Harley lifted his head. "Tall guy? Wiry? Wearin' a battered cowboy hat?"
"Yeah, that's the one," she replied dreamily, following with a throaty chuckle. "Hey, Harley, how come you always know everything before I can tell you?"
He chortled and laid his head back. "You got to get up pretty early in the mornin' to put one over on old Harley."
"He just read the paper and moved on."
"Prob'ly lookin' at the want ads. I fired him from the mill today."
"What'd he do wrong?"
"Done five years in Huntsville State Pen for killin' a whore in some whorehouse down there."
Lula's foot hit the water with a splash as she sat bolt upright. "My God, Harley, he didn't!" Her blood ran fast at the mere idea of being in the same room with a man like that. "Lord, we women won't be safe on the streets."

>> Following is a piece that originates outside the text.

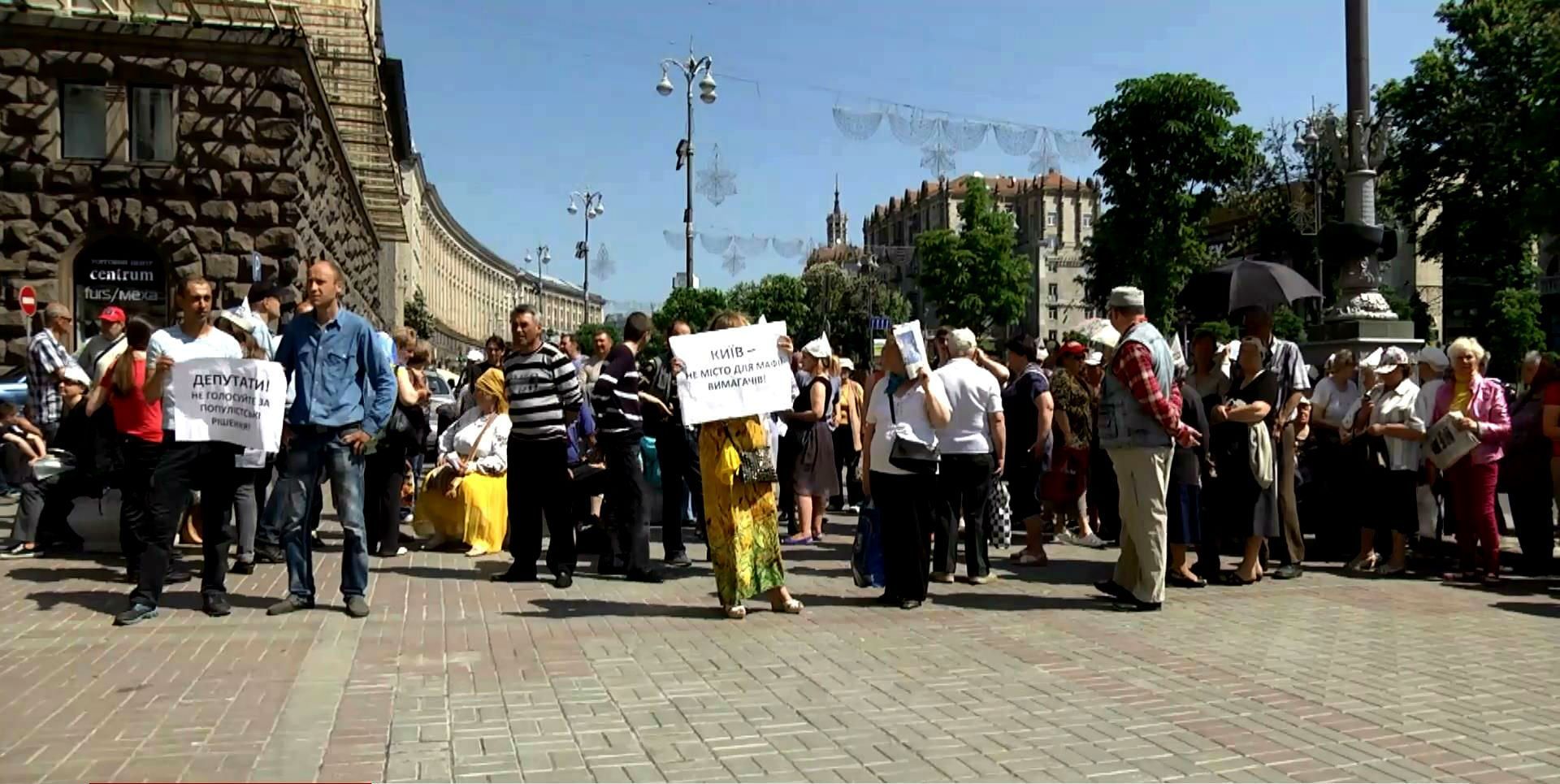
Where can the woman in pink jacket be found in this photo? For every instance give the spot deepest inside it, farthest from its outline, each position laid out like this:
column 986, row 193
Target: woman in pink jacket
column 1482, row 405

"That's what I told him. Parker, I said, we don't want your kind around here. Pick up your pay and git."
So his name was Parker.
"Good for you, Harley." She lay back and stroked his genitals with her heel. Beneath the bubbly water they were sleek. She began growing aroused again, touching Harley, but picturing the tall, tacit cowboy who'd said so little and had hidden beneath the brim of his hat. Still waters, she thought, and felt her heart begin to race. Going to bed with a man like that would be the ultimate excitement; she imagined it in vivid detail—the danger, the challenge, the sexual drive behind a man who'd been cut off from women for five years. Lord a-mighty, it would be one she'd never forget.
"Bet I know somethin' you don't know, Harley." She let her toes climb his chest like an inchworm.
"What?"
"He went up to see crazy Elly Dinsmore about that ad she run."
"What!" The water slopped over the edge of the tub as Overmire shot up.
"I know damn well he did 'cause first he asked to see the paper, then he sat and read it, then he asked how to find Rock Creek Road, and when I told him he headed off in that direction. What else would he be goin' up there for?"
Overmire roared with laughter and fell back in the water. "Wait'll I tell the boys about this. Jesus, will they laugh. Crazy Elly Dinsmore ... ha, ha, ha!"
"She really is crazy, isn't she?"
"As a bedbug. Advertisin' for a husband. Christ."
"Course, what could you expect after she was locked up in that house all her life?" Lula shivered.